Yuan deposits from retail depositors fell for the fourth consecutive month in March, but the Hong Kong Monetary Authority said professional investors were still big buyers of yuan certificates of deposit (CDs).
Yuan deposits in the city fell by 2.1 per cent month-on-month to 554.3 billion yuan (HK$679 billion) as of March 31. This is down 5.8 per cent from the 588.5 billion yuan in total deposits as of December of last year, and 13.17 per cent lower than the 627.3 billion yuan peak recorded on November 30, HKMA figures show.
It is also the fourth consecutive monthly fall, which bankers said signalled that the currency was out of favour with retail investors who were less confident it would continue to gain against the US dollar this year.
But while retail yuan deposits are falling, the deposit pool from institutional investors who bought yuan CDs has been steadily rising over the past three months.
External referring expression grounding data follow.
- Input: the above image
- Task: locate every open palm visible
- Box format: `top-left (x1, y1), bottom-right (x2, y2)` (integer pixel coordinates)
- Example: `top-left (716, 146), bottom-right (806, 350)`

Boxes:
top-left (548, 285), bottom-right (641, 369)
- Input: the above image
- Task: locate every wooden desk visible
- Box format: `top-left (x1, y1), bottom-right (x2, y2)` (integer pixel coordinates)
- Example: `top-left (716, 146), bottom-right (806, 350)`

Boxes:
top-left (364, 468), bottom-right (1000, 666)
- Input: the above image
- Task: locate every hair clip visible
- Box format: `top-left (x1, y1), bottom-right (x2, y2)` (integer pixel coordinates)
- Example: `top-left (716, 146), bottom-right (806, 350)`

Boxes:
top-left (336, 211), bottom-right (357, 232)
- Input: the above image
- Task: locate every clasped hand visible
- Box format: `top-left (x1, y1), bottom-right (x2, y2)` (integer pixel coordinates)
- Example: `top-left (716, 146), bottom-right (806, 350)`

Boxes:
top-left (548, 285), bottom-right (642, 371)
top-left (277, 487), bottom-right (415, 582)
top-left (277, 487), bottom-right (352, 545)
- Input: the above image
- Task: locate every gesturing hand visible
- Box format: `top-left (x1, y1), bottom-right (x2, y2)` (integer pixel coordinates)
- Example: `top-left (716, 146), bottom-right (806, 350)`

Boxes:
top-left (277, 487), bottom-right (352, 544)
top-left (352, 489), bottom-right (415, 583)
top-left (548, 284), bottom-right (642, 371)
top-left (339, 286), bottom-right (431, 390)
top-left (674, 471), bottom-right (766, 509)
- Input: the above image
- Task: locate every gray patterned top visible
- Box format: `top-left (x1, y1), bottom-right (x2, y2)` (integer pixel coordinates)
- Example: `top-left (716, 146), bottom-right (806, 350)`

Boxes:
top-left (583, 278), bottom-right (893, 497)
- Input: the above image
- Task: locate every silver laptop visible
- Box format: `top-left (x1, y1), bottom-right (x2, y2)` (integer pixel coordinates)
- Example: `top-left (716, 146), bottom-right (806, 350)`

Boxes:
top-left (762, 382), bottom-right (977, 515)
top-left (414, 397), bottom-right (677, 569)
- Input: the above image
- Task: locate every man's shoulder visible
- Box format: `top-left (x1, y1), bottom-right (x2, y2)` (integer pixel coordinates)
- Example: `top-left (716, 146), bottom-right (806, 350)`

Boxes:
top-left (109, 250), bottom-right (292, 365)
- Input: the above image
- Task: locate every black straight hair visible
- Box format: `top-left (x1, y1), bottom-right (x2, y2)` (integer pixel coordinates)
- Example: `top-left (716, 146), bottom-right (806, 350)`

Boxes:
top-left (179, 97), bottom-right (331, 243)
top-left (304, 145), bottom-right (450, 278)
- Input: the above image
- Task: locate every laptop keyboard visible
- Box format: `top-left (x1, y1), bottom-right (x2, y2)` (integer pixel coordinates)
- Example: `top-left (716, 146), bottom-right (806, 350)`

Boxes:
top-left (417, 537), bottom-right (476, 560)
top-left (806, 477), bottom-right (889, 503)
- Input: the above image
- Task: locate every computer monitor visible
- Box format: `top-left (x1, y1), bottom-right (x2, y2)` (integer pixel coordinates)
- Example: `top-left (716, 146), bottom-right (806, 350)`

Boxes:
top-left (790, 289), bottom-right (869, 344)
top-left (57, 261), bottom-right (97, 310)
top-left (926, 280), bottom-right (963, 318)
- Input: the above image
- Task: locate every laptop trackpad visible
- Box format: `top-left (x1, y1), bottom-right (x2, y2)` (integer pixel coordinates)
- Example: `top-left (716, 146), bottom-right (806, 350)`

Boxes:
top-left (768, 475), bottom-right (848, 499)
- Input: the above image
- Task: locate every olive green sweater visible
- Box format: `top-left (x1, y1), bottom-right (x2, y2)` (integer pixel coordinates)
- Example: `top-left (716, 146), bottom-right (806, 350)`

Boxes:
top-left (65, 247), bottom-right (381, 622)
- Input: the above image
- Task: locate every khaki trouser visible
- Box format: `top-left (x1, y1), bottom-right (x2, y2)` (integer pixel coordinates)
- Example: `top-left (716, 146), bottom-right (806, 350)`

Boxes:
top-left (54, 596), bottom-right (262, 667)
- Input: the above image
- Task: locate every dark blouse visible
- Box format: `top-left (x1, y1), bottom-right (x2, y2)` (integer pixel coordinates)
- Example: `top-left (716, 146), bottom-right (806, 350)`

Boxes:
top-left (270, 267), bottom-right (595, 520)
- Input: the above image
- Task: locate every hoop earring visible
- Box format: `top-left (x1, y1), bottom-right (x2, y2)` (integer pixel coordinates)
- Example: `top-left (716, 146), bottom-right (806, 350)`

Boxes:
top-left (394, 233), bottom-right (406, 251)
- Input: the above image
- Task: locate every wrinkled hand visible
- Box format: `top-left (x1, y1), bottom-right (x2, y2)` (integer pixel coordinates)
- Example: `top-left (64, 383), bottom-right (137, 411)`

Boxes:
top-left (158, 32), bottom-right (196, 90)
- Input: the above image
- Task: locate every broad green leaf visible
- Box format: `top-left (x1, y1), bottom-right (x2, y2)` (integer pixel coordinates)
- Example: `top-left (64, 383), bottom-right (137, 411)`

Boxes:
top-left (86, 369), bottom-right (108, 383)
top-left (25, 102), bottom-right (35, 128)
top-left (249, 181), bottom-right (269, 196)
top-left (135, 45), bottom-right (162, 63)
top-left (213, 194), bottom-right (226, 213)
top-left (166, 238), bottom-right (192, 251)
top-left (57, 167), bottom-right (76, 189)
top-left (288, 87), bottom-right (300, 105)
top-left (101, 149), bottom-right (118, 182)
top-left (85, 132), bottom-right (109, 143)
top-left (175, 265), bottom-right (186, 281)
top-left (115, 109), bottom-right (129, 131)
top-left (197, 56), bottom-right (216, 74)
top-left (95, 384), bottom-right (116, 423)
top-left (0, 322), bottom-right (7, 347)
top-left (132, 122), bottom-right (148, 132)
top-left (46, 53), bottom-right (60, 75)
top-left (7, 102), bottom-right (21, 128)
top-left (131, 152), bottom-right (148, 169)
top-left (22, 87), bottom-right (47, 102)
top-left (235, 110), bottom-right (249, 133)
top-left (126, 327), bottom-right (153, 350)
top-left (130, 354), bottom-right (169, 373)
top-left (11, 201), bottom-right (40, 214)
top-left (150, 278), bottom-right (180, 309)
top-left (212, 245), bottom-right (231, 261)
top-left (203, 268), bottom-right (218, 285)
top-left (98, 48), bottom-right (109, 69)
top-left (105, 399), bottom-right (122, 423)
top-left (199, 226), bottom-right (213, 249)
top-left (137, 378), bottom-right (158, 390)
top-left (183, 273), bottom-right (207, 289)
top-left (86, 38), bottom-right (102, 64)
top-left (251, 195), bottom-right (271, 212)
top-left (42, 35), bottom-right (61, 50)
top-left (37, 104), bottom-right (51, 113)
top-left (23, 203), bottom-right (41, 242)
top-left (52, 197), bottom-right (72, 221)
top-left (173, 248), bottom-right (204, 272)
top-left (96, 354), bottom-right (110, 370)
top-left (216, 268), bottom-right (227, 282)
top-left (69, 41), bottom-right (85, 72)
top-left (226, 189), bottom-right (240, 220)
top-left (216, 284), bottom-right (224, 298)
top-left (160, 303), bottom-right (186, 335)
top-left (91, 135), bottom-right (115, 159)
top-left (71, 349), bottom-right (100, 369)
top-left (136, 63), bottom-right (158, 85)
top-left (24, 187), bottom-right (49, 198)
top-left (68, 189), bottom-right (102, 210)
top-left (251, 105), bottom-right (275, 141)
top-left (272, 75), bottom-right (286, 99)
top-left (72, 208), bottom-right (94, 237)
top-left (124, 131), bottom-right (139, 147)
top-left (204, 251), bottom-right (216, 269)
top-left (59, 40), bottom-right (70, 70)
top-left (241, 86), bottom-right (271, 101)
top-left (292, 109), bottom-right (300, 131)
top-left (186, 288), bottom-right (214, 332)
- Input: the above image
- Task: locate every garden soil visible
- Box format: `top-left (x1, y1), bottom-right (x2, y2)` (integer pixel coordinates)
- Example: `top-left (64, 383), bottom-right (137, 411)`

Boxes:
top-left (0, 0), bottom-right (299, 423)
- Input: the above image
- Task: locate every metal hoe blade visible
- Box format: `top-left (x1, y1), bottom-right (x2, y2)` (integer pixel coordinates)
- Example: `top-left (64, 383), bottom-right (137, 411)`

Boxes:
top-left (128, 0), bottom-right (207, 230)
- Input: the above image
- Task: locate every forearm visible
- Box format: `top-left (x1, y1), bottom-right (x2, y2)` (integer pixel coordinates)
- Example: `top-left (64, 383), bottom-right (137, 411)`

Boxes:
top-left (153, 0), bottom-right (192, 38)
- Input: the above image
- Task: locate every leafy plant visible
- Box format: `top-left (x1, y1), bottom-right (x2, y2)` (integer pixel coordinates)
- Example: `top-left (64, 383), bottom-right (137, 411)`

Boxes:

CDs are issued by banks to raise money from professional investors and large depositors attracted by the yield, which is generally higher than yuan-denominated retail deposit accounts.
The amount of outstanding yuan CDs stood at 118.1 billion yuan on March 31, up from 73.1 billion yuan in December of last year, offsetting the fall in retail deposits.
Total yuan deposits, including customer yuan accounts and outstanding CDs, stood at 672.4 billion yuan on March 31, up 1.63 per cent from 661.6 billion yuan in December.